The result of the algorithm are multiple sets of objects, together with a confidence score. All of these sets are check later in detail. These "plausible scenes" are the first guess for interpreting sensor data after "switching on the camera".

Configuring Individual Objects

The Object Configurator subsystem maintains a database of 3D shapes and textures per object type, and may also include noise, smell and other sensor data related to an object and details about it's mechanics. Sensor data about object variants are stored together with the parameters characterizing the variant, particularly internal states and sub-types of the object. This information is used by the Episodic Memory which works with abstracted representations of scene.

When comparing sensor data with an actual object, the system calculates:

  • Edge delta - extract and compare sensor data edges vs. the edges from the current "guess" object configuration using classical computer vision edge extraction algorithms,
  • Texture deltas - extract and compare sensor data textures vs. textures known from previously recognized objects and
  • Other deltas - for example based on abstract shapes or point clouds.

Once the basic object type is determined (or guessed), the delta measures are fed to a classical "gradient parameter search" in order to optimize parameter like position, rotation, scale, inner object state and is-part-of composed objects for best fit. In the case of a mismatch, the algorithm is restarted with other guesses for the object type. In the case of no match at all (after all known objects have been tested against the sensor data) the algorithm "escalates" to the algorithm for learning of new object configurations below.

As a result, the algorithm returns for each object in a "plausible scene":

  • Object type and variant,
  • Object position and
  • The state of the object (if observable from the outside and available for the object configurator variant)


Learning processes are triggered every time sensor data can not completely explained with a scene composed of multiple known objects.

Learning New Object Configurations

A failure of the algorithm above for configuring object variants indicates that sensor data show a new object.
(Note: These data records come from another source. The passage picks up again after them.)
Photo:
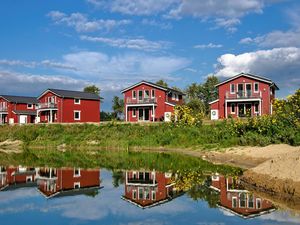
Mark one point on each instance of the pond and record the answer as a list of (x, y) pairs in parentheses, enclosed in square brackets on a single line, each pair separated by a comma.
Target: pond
[(71, 195)]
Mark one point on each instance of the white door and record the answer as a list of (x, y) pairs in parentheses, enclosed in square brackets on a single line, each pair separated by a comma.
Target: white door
[(214, 114), (23, 119)]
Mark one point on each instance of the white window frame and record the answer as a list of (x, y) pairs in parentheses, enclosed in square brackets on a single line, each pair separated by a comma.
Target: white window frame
[(133, 95), (232, 112), (152, 93), (134, 114), (256, 91), (232, 85), (77, 103), (29, 107), (77, 111)]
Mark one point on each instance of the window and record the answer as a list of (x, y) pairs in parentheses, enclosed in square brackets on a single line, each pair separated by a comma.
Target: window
[(77, 101), (77, 115), (134, 94), (133, 112), (152, 93), (232, 91), (256, 87), (232, 108), (76, 172)]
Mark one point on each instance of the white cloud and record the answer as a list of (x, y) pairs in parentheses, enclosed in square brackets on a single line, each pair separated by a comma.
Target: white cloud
[(210, 45), (282, 65), (136, 44), (81, 23)]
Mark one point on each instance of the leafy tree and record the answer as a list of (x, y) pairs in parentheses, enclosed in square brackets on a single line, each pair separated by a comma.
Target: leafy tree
[(161, 82), (92, 89), (118, 106)]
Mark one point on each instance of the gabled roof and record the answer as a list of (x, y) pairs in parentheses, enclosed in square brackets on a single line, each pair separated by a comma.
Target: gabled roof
[(153, 85), (72, 94), (20, 99), (256, 77)]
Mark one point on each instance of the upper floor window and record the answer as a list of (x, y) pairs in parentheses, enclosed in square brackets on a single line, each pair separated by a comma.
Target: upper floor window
[(134, 94), (77, 101), (256, 87), (232, 88), (29, 106), (152, 93)]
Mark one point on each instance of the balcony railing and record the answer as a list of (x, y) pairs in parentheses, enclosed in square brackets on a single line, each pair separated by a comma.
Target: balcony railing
[(141, 101), (243, 95), (3, 109), (47, 105)]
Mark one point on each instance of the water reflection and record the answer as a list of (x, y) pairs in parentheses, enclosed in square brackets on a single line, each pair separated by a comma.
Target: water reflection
[(238, 201)]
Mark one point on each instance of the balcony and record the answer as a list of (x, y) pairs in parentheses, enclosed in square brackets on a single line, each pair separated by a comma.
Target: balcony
[(243, 95), (47, 105), (141, 101)]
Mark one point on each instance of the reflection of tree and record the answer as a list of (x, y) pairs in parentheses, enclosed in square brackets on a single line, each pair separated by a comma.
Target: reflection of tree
[(203, 192), (118, 178)]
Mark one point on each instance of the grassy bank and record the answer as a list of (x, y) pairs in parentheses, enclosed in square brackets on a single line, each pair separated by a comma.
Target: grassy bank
[(258, 131)]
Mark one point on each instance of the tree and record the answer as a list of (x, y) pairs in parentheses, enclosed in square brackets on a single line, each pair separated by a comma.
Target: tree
[(161, 82), (92, 89), (118, 106)]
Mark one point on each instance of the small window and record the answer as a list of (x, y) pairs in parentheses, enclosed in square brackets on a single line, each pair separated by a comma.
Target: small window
[(152, 93), (133, 112), (232, 86), (256, 87), (76, 115), (77, 101), (134, 94), (232, 107)]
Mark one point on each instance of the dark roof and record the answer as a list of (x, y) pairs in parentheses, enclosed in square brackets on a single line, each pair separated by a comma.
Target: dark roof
[(73, 94), (20, 99), (154, 85), (25, 112), (257, 77)]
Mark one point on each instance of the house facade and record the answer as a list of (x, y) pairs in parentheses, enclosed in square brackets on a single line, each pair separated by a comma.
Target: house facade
[(146, 101), (64, 106), (243, 95), (17, 109)]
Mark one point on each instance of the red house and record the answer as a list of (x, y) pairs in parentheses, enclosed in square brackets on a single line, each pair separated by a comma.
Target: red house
[(17, 109), (238, 201), (146, 101), (64, 106), (63, 181), (243, 95), (147, 189)]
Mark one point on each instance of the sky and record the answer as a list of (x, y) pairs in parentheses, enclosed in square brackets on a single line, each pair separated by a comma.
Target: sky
[(113, 44)]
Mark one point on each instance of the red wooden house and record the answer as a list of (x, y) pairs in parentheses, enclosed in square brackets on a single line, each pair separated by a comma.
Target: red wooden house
[(64, 106), (146, 189), (243, 95), (65, 181), (17, 109), (146, 101), (238, 201)]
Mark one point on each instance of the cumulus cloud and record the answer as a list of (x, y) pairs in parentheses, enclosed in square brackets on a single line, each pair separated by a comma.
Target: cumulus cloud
[(210, 45), (136, 44), (81, 23), (282, 65)]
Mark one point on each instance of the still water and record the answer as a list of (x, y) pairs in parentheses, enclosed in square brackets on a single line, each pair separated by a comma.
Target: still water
[(100, 196)]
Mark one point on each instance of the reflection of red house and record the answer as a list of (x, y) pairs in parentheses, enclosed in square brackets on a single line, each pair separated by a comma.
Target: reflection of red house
[(64, 106), (57, 182), (149, 188), (235, 199), (243, 95), (146, 101), (17, 109), (14, 177)]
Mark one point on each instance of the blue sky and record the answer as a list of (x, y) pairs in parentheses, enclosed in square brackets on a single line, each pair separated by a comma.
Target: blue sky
[(113, 44)]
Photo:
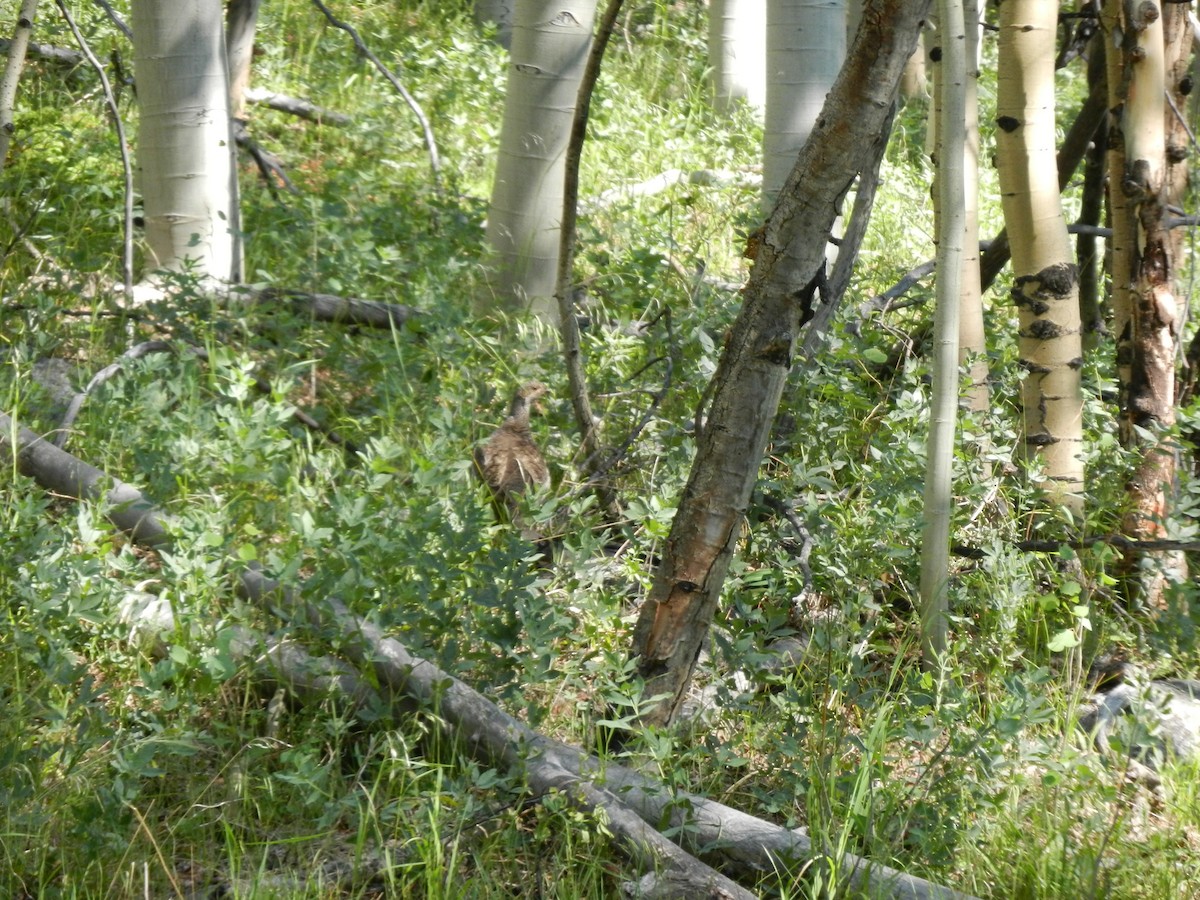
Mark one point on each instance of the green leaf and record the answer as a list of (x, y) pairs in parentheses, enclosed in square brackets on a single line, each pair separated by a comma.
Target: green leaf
[(1062, 641)]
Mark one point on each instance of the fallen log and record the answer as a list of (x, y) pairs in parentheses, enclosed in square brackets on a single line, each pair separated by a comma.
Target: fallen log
[(629, 802)]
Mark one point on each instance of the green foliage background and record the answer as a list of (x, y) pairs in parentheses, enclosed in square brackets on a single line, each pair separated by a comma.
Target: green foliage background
[(120, 768)]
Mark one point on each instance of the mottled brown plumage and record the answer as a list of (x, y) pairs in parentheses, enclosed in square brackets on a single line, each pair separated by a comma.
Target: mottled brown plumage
[(510, 462)]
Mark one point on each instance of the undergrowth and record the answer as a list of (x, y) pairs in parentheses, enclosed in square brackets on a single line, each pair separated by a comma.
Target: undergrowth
[(127, 771)]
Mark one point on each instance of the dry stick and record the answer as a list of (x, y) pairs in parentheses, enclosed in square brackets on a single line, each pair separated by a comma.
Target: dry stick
[(329, 307), (431, 145), (127, 258), (753, 846), (569, 325), (12, 70), (297, 107), (280, 102), (749, 844), (851, 243)]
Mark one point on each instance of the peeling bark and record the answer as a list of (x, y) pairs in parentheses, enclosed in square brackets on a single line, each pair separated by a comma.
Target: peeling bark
[(750, 377)]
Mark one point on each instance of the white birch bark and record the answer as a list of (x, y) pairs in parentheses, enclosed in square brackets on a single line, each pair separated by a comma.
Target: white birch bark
[(1045, 277), (550, 47), (737, 51), (952, 223), (240, 49), (12, 70), (185, 143), (499, 13), (805, 48)]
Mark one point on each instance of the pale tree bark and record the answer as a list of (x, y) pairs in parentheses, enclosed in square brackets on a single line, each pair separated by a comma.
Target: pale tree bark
[(241, 24), (630, 804), (1147, 51), (952, 226), (13, 66), (550, 48), (915, 82), (737, 49), (805, 48), (185, 141), (1091, 207), (757, 357), (1047, 281), (972, 340)]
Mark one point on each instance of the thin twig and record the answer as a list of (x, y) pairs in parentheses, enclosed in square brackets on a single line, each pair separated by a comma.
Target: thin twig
[(127, 259), (430, 144), (568, 324)]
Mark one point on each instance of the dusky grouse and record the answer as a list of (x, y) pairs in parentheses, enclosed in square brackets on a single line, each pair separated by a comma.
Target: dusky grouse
[(510, 462)]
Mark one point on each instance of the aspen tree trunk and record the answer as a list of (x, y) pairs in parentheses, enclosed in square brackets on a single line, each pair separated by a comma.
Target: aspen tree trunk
[(550, 48), (915, 82), (952, 226), (1147, 51), (737, 51), (243, 23), (1045, 287), (499, 13), (185, 141), (805, 48), (757, 357), (1091, 208), (972, 340), (15, 65)]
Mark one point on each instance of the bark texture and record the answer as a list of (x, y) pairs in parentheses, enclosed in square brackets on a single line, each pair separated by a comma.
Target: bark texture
[(1147, 58), (1045, 287), (11, 77), (185, 141), (737, 48), (952, 228), (805, 48), (243, 23), (757, 357), (633, 805), (550, 48)]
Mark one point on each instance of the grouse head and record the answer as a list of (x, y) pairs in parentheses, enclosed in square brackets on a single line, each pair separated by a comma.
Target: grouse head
[(510, 462)]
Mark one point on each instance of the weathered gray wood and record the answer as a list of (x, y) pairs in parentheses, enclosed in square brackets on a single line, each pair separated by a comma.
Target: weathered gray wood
[(759, 353), (630, 803)]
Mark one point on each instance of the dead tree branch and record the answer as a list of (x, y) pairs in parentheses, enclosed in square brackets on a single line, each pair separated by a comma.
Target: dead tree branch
[(629, 802), (426, 130)]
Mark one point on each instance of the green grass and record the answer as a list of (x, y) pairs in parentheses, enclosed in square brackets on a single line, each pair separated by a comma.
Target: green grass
[(120, 769)]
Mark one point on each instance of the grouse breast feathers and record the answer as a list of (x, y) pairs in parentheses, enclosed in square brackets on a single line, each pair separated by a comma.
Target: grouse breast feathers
[(510, 462)]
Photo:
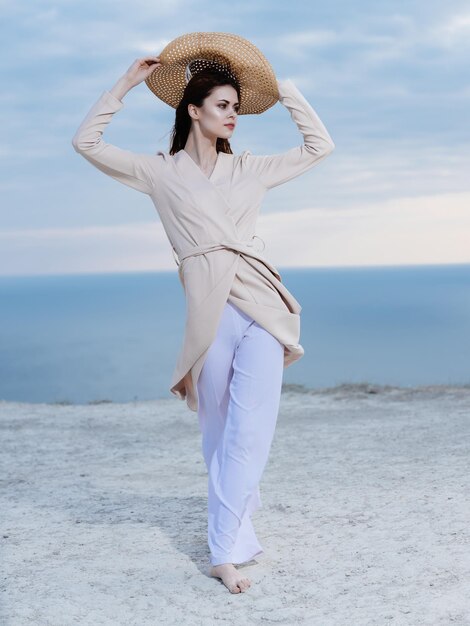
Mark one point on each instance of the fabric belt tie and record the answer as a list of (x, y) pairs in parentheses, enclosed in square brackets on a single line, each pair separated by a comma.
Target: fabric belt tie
[(246, 246)]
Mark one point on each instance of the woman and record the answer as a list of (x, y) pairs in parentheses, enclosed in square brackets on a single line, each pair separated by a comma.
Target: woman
[(242, 324)]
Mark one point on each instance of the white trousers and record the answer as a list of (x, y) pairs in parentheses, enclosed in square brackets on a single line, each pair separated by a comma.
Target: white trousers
[(239, 391)]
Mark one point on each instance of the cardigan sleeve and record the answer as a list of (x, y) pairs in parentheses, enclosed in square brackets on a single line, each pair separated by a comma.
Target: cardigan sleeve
[(131, 168), (275, 169)]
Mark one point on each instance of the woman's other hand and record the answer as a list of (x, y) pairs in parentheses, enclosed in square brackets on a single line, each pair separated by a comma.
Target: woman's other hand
[(137, 72)]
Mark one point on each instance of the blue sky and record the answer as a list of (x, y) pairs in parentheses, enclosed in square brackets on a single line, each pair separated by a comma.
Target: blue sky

The first step in learning new object consists of trying to compose the new object from multiple known constituents. For example, the system may identify a new car model composed of wheels, doors, windows and other features known from other cars, but in a new composition.

  • Focus the Attention on the new object,
  • obtain higher quality sensor data from the object object (possibly using camera "zoom"),
  • classify each of the constituents and compare with constituents from the object configurator and
  • use co-occurrence bi-grams for guessing unknown constituents when located beside known constituents.

Identifying an object composition with multiple identified constituents leads to a learning event by storing the newly recognized object in the Object Configurator and the Episodic Memory. "Escalate" to the learning of a completely new object if the identification failed.

Learning a Completely New Object

TinyCog needs a wealth of data for a complete model of a new object:

  • 3D shapes,
  • textures (optical surface characteristics),
  • tactile surface characteristics,
  • component (is-part-of) structure,
  • a mechanical model for object dynamics,
  • co-occurrences of the object with other objects in scenes and
  • possibly the sounds and smells emitted by objects.

In order to obtain these data, TinyCog needs to investigate any completely new object in detail. Investigation consists of "getting closer", obtaining sensor data from multiple angles for shape and texture identification and "playing around" with the object in order to determine it's mechanical characteristics.